I need an explanation and whether it is a dependent event, independent event, inclusive event, or a mutual exclusive event.

2007-12-06 05:53:34 · 6 answers · asked by tyler_d101 1 in Science & Mathematics Mathematics

6 answers

The simple method is to
1) work with a 365 day year
2) find the prob that they all have unique birthdays, then subtract this from 1.

P(unique birthdays) = (365/365)*(364/365)*(363/365) ...*(336/365)
= (365P30) / 365^30
= 0.2937

P(common birthday) = 0.7063

Regarding the last part of your question, dependence and exclusivity do not apply to single events. You can't say event A is independent or exclusive. You have to say A and B are independent or mutually exclusive.

2007-12-06 06:02:38 · answer #1 · answered by Dr D 7 · 1 0

This is a classic probability problem and the answer seems unreasonable but it turns out to be about 70%%. To calculate, it is easier to find the probability that everyone in the class has a different birthday:
(365*364*363*362*......*337*336)/(365^30)=.29368

Subtract from 1 to get the probability of 2 people in the class having the same birthday.

1-.29368=.7063 or 70.63%

Two people having the same birthday would be an independent event, meaning that 1 person's birthday doesn't depend and isn't affected by anyone else's.

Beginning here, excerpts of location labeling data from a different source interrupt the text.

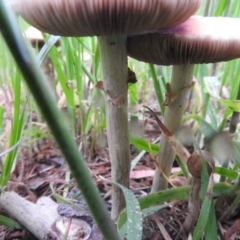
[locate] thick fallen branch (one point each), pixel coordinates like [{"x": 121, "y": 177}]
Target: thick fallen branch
[{"x": 48, "y": 220}]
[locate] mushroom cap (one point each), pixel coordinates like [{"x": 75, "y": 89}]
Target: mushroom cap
[
  {"x": 103, "y": 17},
  {"x": 194, "y": 163},
  {"x": 198, "y": 40}
]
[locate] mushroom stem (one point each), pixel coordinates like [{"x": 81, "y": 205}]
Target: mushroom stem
[
  {"x": 193, "y": 206},
  {"x": 181, "y": 78},
  {"x": 114, "y": 68}
]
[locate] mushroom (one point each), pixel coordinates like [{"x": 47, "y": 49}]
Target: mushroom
[
  {"x": 111, "y": 21},
  {"x": 194, "y": 164},
  {"x": 198, "y": 40}
]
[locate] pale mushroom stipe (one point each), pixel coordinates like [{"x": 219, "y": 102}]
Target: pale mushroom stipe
[
  {"x": 197, "y": 40},
  {"x": 111, "y": 21}
]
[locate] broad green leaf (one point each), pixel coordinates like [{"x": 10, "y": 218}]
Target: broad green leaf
[
  {"x": 180, "y": 193},
  {"x": 225, "y": 172},
  {"x": 144, "y": 145},
  {"x": 204, "y": 126},
  {"x": 232, "y": 104},
  {"x": 8, "y": 222},
  {"x": 134, "y": 215},
  {"x": 236, "y": 152},
  {"x": 211, "y": 227},
  {"x": 205, "y": 211}
]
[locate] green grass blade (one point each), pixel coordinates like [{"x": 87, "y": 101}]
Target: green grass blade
[
  {"x": 8, "y": 222},
  {"x": 27, "y": 65}
]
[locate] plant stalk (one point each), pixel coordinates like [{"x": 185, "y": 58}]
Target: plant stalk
[
  {"x": 114, "y": 68},
  {"x": 182, "y": 76},
  {"x": 27, "y": 64}
]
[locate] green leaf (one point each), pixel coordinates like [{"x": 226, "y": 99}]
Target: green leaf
[
  {"x": 205, "y": 211},
  {"x": 225, "y": 172},
  {"x": 236, "y": 152},
  {"x": 232, "y": 104},
  {"x": 144, "y": 145},
  {"x": 134, "y": 215},
  {"x": 211, "y": 227},
  {"x": 180, "y": 193},
  {"x": 204, "y": 126}
]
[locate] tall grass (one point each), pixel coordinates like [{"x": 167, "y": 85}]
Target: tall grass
[{"x": 76, "y": 65}]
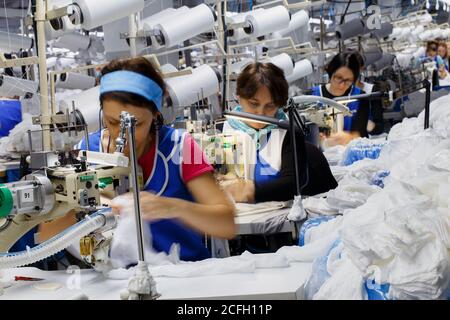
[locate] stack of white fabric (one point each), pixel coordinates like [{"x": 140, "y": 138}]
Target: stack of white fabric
[{"x": 399, "y": 235}]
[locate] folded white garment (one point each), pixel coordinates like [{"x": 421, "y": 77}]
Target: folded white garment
[
  {"x": 206, "y": 267},
  {"x": 318, "y": 206},
  {"x": 309, "y": 252},
  {"x": 346, "y": 283}
]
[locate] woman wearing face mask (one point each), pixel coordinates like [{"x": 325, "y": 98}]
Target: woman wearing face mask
[
  {"x": 174, "y": 202},
  {"x": 375, "y": 124},
  {"x": 431, "y": 53},
  {"x": 263, "y": 90},
  {"x": 343, "y": 71}
]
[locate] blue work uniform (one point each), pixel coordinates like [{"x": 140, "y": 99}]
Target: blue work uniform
[{"x": 166, "y": 180}]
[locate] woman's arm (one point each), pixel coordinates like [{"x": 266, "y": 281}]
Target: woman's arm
[
  {"x": 283, "y": 187},
  {"x": 212, "y": 213}
]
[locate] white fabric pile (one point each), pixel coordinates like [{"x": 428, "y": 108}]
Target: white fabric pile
[
  {"x": 124, "y": 253},
  {"x": 398, "y": 235}
]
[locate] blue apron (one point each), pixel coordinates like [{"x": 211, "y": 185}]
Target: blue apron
[
  {"x": 166, "y": 180},
  {"x": 353, "y": 106}
]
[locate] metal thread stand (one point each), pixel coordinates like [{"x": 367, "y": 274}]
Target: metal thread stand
[
  {"x": 141, "y": 285},
  {"x": 300, "y": 165}
]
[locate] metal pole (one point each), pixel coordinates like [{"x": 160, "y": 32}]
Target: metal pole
[
  {"x": 427, "y": 104},
  {"x": 43, "y": 84},
  {"x": 131, "y": 124},
  {"x": 294, "y": 148},
  {"x": 132, "y": 30}
]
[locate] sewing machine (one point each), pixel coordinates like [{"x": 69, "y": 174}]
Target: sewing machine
[
  {"x": 223, "y": 151},
  {"x": 63, "y": 182}
]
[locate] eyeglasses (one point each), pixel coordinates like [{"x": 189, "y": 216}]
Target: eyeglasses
[{"x": 339, "y": 80}]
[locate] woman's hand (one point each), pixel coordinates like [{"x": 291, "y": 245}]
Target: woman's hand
[
  {"x": 154, "y": 207},
  {"x": 241, "y": 190},
  {"x": 340, "y": 138}
]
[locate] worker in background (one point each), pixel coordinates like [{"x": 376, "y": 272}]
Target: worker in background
[
  {"x": 443, "y": 53},
  {"x": 343, "y": 71},
  {"x": 263, "y": 90},
  {"x": 174, "y": 202},
  {"x": 431, "y": 54},
  {"x": 375, "y": 124}
]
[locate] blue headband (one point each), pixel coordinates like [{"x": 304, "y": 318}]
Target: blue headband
[{"x": 133, "y": 82}]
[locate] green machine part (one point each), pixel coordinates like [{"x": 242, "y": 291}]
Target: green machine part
[{"x": 6, "y": 201}]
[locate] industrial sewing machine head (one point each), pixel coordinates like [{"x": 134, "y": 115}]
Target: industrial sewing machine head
[{"x": 61, "y": 182}]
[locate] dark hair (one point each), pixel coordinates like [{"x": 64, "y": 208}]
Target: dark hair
[
  {"x": 344, "y": 59},
  {"x": 260, "y": 74},
  {"x": 139, "y": 65},
  {"x": 357, "y": 55},
  {"x": 432, "y": 45}
]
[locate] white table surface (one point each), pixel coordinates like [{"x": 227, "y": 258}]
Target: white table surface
[{"x": 271, "y": 284}]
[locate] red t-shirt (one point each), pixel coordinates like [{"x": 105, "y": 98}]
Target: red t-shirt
[{"x": 194, "y": 162}]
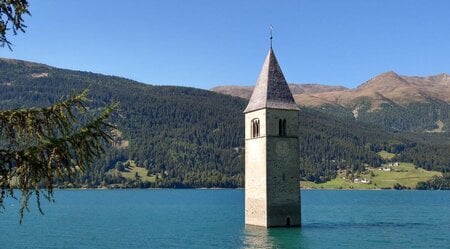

2007-12-06 06:08:50 · answer #2 · answered by FluX 2 · 0 0

It's usually easier to figure the probability that nobody has the same birthday and then subtract from 1.

For the sake of simplifying this I will assume 365 days in a year, but technically we would have to account for leap year birthdays.

The probability that the 2nd person has a different birthday than the first is:
364/365

The probability that the 3rd person has a different birthday than the first two is:
363/365

The probability that the 4th person doesn't match any of the 3 prior birthdays is:
362/365

etc.

In general, the probability that the nth person doesn't match the prior (n-1) people is:
[365 - (n-1) ] / 365

So the chance that none of them match is:
364 . 363 . 362 . etc... 337 . 336
----- x ----- x ----- x ..... x ----- x -----
365 . 365 . 365 . ...... . 365 . 365

Figure it out and subtract from 1 and you'll have the probability. It's around 70% and gets bigger as you add more people. I believe 23 people is the point where it tips from 50% to more likely.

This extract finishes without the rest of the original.